As a former swimmer I have been mesmerized this past week watching the Olympians Free-style, Backstroke and IM finals. What stood out to me is the Underwater Dolphin kick that is utilized so viciously and beautifully by the best swimmers. The power and speed that is generated underwater to get the fastest speeds is truly impressive. Amazing that 30% of a backstroke race can be done underwater! The precision and analysis of that form is a lot of work for swimmers to master, but can be the difference between the glory of winning and the agony of defeat.
The analogy of swimming is so applicable to Investing and our Internal analysis approach. One of the biggest contributing factors to how we feel about a Stock Market making all time highs is what is hiding under the surface. Remember the Indices are just a basket of stocks. To us spending an immense amount of time analyzing those hundreds of stocks (or under the water) is a huge advantage to picking up clues about what the posture of the market is at the time the indices make new highs. Are stocks and sectors running out of steam or are they rested and healthy to continue their run? Are they trading at expensive levels or cheap levels? What do the Charts say about the health and energy of the moves? What would it take for stocks to trade higher fundamentally and in their respective cycles?
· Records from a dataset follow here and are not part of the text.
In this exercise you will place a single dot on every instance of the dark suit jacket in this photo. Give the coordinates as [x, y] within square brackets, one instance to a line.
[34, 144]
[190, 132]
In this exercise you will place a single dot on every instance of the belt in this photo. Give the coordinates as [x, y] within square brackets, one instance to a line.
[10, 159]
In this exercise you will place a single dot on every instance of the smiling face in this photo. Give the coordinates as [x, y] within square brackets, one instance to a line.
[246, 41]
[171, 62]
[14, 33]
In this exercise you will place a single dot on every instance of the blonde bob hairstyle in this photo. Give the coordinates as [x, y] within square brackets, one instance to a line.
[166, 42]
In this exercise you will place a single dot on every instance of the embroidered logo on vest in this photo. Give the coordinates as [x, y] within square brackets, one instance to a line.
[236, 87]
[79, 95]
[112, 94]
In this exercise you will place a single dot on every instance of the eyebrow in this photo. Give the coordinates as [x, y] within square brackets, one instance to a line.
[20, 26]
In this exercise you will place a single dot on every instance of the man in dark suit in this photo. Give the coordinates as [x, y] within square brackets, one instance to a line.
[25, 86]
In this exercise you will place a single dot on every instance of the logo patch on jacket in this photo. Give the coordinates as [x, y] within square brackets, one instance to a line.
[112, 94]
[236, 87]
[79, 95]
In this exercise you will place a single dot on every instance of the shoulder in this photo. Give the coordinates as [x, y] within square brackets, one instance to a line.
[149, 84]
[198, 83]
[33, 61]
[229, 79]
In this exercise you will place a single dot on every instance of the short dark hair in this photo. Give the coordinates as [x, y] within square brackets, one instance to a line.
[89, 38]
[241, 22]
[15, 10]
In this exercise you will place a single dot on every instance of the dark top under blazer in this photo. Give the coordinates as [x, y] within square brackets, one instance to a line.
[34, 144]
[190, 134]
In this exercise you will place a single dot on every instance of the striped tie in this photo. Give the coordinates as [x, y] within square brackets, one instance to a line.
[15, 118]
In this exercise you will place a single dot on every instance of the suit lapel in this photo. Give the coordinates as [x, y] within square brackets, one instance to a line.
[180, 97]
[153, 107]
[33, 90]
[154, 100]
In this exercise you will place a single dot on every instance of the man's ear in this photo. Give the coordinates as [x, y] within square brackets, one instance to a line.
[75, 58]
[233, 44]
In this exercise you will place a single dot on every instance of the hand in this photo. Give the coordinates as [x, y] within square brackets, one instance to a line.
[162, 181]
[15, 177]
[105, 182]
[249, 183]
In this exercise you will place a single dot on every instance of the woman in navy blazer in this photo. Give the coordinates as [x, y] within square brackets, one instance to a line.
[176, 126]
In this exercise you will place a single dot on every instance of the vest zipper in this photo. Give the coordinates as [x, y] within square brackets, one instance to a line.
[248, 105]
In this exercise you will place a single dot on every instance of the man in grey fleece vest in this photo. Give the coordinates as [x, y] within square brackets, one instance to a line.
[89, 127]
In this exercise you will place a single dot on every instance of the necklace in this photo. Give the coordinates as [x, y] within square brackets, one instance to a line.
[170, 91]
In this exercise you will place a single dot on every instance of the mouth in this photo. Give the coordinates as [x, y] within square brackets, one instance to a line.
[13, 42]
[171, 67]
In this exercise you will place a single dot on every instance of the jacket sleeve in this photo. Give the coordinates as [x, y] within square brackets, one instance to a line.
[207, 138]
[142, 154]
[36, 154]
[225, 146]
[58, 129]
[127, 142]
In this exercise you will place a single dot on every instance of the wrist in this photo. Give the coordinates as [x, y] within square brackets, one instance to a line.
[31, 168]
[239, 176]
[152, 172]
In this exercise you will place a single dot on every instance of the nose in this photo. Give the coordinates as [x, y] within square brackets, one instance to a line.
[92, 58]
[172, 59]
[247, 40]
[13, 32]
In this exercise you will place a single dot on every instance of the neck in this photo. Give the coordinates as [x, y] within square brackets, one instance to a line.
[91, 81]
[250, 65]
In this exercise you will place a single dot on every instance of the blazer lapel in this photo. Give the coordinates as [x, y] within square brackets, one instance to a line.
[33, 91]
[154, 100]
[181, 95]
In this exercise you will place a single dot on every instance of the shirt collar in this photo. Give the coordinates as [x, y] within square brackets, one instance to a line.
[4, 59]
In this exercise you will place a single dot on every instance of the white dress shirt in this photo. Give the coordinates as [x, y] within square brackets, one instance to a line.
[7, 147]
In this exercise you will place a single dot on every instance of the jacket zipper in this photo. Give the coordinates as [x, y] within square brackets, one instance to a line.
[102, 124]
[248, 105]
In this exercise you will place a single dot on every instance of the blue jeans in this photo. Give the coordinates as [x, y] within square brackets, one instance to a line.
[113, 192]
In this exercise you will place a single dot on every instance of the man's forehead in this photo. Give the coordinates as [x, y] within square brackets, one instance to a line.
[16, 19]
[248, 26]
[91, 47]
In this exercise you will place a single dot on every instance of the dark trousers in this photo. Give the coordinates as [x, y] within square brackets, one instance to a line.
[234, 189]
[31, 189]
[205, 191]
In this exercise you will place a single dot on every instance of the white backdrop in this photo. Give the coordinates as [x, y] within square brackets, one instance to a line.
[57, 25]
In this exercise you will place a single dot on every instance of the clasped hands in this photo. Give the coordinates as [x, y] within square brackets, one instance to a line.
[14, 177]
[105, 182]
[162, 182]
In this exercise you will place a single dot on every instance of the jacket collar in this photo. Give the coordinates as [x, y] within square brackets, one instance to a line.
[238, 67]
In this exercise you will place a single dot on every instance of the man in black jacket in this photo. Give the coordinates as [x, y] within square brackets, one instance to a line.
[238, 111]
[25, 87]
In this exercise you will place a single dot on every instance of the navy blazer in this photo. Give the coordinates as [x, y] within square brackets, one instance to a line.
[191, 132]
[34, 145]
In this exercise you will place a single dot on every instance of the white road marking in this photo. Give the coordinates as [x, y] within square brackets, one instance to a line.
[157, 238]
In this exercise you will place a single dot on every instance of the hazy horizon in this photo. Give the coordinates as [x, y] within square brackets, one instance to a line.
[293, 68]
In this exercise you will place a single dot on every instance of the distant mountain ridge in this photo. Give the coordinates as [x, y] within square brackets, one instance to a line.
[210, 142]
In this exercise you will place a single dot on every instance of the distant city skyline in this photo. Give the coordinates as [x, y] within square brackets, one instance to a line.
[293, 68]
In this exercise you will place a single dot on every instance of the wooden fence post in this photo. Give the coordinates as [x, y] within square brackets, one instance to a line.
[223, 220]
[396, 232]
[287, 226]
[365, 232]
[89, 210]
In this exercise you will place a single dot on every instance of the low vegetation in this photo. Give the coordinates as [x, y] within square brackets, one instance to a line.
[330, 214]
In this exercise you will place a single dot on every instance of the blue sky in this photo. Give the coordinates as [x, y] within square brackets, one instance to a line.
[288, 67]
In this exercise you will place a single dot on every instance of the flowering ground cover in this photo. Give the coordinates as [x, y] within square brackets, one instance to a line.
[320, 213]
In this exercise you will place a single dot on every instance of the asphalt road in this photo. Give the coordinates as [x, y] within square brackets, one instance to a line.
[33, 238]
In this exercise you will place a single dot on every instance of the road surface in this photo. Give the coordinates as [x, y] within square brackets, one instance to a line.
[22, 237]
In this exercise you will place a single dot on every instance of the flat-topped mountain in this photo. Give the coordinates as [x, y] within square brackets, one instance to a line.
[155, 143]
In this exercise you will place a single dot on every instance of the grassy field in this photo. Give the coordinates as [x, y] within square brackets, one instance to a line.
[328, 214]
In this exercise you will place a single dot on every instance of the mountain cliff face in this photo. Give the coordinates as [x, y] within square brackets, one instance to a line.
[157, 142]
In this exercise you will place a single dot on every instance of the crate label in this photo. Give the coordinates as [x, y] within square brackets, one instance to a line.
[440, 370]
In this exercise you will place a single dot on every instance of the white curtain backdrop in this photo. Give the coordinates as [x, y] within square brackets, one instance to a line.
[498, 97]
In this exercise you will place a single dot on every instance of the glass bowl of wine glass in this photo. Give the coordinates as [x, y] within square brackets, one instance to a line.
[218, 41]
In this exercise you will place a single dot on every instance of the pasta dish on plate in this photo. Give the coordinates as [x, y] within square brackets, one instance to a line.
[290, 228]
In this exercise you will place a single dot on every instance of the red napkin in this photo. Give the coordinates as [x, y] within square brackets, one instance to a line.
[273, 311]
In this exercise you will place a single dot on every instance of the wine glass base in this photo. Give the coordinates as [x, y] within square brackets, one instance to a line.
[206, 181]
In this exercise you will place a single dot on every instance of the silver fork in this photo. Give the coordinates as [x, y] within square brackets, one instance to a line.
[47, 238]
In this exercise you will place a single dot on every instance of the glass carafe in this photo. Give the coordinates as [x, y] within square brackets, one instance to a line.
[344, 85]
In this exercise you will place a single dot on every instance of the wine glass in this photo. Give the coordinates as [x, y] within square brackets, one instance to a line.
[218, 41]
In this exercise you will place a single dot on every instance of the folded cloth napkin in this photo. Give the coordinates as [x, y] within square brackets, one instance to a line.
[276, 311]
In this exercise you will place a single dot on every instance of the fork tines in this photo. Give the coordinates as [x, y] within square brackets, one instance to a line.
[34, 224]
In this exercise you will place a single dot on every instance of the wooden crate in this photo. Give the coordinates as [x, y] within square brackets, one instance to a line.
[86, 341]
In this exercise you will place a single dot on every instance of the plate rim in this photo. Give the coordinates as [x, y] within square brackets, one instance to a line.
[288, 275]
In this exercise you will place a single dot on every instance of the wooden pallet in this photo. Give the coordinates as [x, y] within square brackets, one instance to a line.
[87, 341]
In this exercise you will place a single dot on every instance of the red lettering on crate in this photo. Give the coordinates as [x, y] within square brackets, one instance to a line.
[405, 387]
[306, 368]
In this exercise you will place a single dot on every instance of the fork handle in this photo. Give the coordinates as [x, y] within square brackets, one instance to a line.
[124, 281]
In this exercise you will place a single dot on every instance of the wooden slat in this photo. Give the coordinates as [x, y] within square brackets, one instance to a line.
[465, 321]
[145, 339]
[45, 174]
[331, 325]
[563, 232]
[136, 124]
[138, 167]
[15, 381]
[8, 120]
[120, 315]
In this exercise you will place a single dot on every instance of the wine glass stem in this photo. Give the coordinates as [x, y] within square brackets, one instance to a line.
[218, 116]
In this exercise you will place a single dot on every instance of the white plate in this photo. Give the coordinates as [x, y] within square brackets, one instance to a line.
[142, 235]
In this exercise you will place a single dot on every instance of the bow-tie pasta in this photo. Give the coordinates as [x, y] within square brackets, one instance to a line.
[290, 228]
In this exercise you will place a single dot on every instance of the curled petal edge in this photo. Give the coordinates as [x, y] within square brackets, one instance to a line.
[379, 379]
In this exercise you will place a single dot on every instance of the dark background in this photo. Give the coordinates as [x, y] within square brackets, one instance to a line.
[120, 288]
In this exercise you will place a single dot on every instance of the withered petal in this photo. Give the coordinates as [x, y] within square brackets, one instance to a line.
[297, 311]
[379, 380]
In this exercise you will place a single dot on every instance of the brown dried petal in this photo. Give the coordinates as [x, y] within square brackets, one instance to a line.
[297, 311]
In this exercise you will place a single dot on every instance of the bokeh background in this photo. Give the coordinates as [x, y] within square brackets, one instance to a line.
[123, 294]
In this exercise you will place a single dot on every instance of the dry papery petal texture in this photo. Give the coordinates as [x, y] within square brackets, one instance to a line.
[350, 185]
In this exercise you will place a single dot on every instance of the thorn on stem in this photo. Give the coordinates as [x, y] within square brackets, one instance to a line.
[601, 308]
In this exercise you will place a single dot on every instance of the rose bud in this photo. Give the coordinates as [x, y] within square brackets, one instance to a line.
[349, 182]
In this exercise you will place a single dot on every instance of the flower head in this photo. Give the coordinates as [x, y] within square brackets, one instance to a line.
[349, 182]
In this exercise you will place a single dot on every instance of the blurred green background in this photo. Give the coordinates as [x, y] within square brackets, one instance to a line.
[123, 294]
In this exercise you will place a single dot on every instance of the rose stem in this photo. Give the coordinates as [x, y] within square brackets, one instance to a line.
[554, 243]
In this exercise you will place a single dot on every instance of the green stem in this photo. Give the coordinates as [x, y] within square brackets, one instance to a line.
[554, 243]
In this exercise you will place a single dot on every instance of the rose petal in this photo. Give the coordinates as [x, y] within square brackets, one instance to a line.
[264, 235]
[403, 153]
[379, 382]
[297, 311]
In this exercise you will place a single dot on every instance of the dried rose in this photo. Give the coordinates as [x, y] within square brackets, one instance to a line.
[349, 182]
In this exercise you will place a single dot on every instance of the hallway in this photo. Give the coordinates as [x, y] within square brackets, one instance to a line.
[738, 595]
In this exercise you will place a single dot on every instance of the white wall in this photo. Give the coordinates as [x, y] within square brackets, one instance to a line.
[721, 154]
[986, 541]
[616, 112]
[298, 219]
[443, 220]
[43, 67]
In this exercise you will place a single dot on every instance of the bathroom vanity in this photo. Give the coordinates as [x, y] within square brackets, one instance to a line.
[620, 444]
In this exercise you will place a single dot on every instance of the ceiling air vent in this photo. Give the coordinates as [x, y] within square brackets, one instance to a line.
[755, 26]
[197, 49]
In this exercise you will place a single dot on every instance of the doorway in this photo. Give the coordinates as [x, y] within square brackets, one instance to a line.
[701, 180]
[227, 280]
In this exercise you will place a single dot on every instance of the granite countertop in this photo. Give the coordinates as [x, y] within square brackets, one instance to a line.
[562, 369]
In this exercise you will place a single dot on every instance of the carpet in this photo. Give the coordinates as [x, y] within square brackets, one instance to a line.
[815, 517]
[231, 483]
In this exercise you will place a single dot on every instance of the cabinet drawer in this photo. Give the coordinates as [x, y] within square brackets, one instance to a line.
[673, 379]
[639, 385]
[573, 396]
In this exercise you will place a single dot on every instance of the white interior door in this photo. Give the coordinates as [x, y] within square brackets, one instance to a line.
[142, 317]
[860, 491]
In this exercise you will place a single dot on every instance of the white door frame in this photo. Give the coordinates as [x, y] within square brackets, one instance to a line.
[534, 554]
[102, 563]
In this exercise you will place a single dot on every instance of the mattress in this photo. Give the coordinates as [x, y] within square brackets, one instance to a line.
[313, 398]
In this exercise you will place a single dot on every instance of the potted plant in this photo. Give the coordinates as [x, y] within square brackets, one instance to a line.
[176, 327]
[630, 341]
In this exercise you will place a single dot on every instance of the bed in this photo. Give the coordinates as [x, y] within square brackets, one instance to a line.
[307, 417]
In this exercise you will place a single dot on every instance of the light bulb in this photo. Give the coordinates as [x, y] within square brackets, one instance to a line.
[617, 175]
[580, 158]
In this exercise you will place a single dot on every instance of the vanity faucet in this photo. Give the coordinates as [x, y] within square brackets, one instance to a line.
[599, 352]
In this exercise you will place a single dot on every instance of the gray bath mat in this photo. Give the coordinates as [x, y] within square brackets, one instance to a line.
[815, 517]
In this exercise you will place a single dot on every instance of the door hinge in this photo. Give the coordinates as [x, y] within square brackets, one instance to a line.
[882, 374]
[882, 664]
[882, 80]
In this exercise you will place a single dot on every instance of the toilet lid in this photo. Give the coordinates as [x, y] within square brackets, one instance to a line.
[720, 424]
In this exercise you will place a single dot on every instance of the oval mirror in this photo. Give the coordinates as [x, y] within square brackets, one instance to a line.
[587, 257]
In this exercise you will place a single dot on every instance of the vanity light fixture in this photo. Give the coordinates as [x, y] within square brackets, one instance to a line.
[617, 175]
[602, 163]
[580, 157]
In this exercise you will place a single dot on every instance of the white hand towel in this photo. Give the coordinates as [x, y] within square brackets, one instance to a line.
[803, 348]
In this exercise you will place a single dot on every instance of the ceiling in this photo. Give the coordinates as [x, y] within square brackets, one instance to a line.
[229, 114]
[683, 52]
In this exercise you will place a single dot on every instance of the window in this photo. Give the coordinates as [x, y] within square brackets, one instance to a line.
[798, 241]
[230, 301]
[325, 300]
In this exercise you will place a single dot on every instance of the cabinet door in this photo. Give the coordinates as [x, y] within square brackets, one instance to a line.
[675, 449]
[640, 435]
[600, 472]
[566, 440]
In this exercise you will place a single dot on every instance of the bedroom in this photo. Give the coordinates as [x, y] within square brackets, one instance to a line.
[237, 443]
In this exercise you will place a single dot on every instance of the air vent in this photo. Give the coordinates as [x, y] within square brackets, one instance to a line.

These are the very questions we try to answer with our detailed under the water Analysis.
Energy & Material stocks are up over 14% and 12% on the year, yet they still remain 48% and 12% below the highs they made in 2015. Biotech stocks a sub-sector inside healthcare remain 36% below where they were trading less than a year ago. Emerging Markets are trading 20% below last years levels and 35% lower than 2014 prices. Financial stocks are trading almost 10% below last summers levels and have not made any progress since entering this range in the beginning of 2014! Under the surface there a many sectors and individual stocks which have not participated with the strong index rallies.
Fundamentally the price that investors are paying for stocks into next year is not crazy at 16.4 times next years earnings estimates. Growth on average is estimated at 13% for the benchmark S&P 500. Many earnings estimates in sectors such as energy, industrials, materials and financials have been taken down a good amount in 2016. Could these earnings estimates actually prove light?
We follow data from ISM manufacturing, to the Purchasers managers index, to Monthly Jobs reports, to what taxes the Treasury actually takes in (real pocket money) to of course individual company earnings and sales. All these have been consolidating in a sideways to slight down bias since the end of 2014 and early 2015. The past 2 months they have begun to show signs of moving back up. Our sense is that the 12 month correction we witnessed from last summer to this year was that pause and rest an economy and companies need before resuming their bull market paths.
Signs of commodity prices firming is giving a potential to emerging markets growing much faster than is priced in right now. If those markets surprise to the upside, we believe that will be a big boost to US growth and more importantly Domestic companies earnings potential. Again not priced in at the moment.
Nothing moves in a straight line, and our markets have had a huge run since the lows off the June Brexit announcement. A pause and healthy pull-back would not be surprising at all. Our “Under the Water” detailed stock and economic analysis continues to leave us looking for a resumption of strong stocks into 2017.
Enjoy your summer weekend and we will be back dark and early on Monday.